Em 1974, no Canadá, o Relatório Lalonde (Lalonde, 1974) destaca a proposta de Promoção da Saúde, a fim de expandir, para o lado da saúde, a concepção tradicional do processo saúde-doença. Lalonde apresenta a ideia de “campo da saúde”, constituído por: biologia humana, estilo de vida, ambiente e os serviços de saúde.

É nesse contexto que a psicologia passa a dedicar atenção específica à saúde. Em 1978 a American Psychological Association cria a divisão de Psicologia da Saúde. Matarazzo (1980) apresenta uma “definição inicial” para este novo campo: “o conjunto de contribuições educacionais, científicas e profissionais específicas da Psicologia para a promoção e a manutenção da saúde, a prevenção e o tratamento da doença, a identificação dos correlatos etiológicos e diagnósticos da saúde, doença e disfunções relacionadas e para a análise e qualificação do sistema de atenção à saúde e elaboração da política de saúde” (p. 815).

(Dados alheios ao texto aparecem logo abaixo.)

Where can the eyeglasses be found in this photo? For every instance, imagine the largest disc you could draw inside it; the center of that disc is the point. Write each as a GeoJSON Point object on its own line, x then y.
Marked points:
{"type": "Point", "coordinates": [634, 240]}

A Psicologia da Saúde adota um enfoque interdisciplinar de integração biopsicossocial, cuja atenção se dirige para a conjuntura envolvida no trabalho em saúde (Gioia-Martins & Rocha Jr., 2001; Santos & Westphal, 1999):

• Transformações políticas, econômicas e sociais – produzem padrões saudáveis de vida, dificultando o aparecimento da doença;

• Vigilância à saúde – trabalho de promoção e prevenção (educação); • Clínica e reabilitação – cuidados individuais;

• Urgência e emergência - intervenções imediatas.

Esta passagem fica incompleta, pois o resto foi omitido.